Implementing remote triage in large health systems: A qualitative evidence synthesis.

Affiliation

Lewinski AA(1)(2), Rushton S(2), Van Voorhees E(3)(4), Boggan JC(3)(5), Whited JD(1)(5), Shoup JP(6), Tabriz AA(7), Adam S(8), Fulton J(3)(4), Gordon AM(1), Ear B(1), Williams JW Jr(1)(4)(5), Goldstein KM(1)(5), Van Noord MG(9), Gierisch JM(1)(5)(10).
Author information:
(1)Durham Center of Innovation to Accelerate Discovery and Practice Transformation, Durham Veterans Affairs Health Care System, Durham, North Carolina, USA.
(2)School of Nursing, Duke University, Durham, North Carolina, USA.
(3)Durham Veterans Affairs Health Care System, Durham, North Carolina, USA.
(4)Department of Psychiatry and Behavioral Sciences, Duke University School of Medicine, Durham, North Carolina, USA.
(5)Division of General Internal Medicine, Department of Medicine, Duke University School of Medicine, Durham, North Carolina, USA.
(6)BJC Medical Group, St. Louis, Missouri, USA.
(7)Division of Pharmaceutical Outcomes and Policy, UNC Eshelman School of Pharmacy University of North Carolina, Chapel Hill, North Carolina, USA.
(8)Division of Hematology, Department of Medicine, Duke University School of Medicine, Durham, North Carolina, USA.
(9)Carlson Health Sciences Library, University of California, Davis, California, USA.
(10)Department of Population Health Sciences, Duke University School of Medicine, Durham, North Carolina, USA.

Abstract

Remote triage (RT) allows interprofessional teams (e.g., nurses and physicians) to assess patients and make clinical decisions remotely. RT use has developed widespread interest due to the COVID-19 pandemic, and has future potential to address the needs of a rapidly aging population, improve access to care, facilitate interprofessional team care, and ensure appropriate use of resources. However, despite rapid and increasing interest in implementation of RT, there is little research concerning practices for successful implementation.
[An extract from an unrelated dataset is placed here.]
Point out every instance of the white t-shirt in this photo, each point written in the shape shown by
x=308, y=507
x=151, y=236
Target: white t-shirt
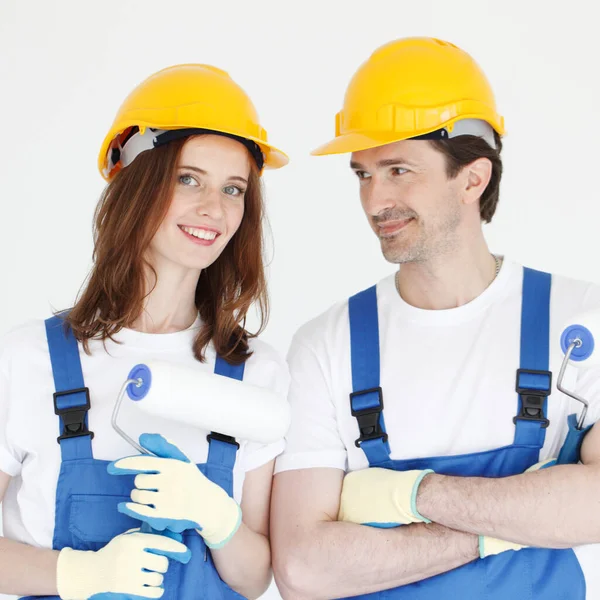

We conducted a systematic review and qualitative evidence synthesis of practices that impact the implementation of RT for adults seeking clinical care advice. We searched MEDLINE®, EMBASE, and CINAHL from inception through July 2018. We included 32 studies in this review. Our review identified four themes impacting the implementation of RT: characteristics of staff who use RT, influence of RT on staff, considerations in selecting RT tools, and environmental and contextual factors impacting RT. The findings of our systemic review underscore the need for a careful consideration of (a) organizational and stakeholder buy-in before launch, (b) physical and psychological workplace environment, (c) staff training and ongoing support, and (d) optimal metrics to assess the effectiveness and efficiency of implementation. Our findings indicate that preimplementation planning, as well as evaluating RT by collecting data during and after implementation, is essential to ensuring successful implementation and continued adoption of RT in a health care system.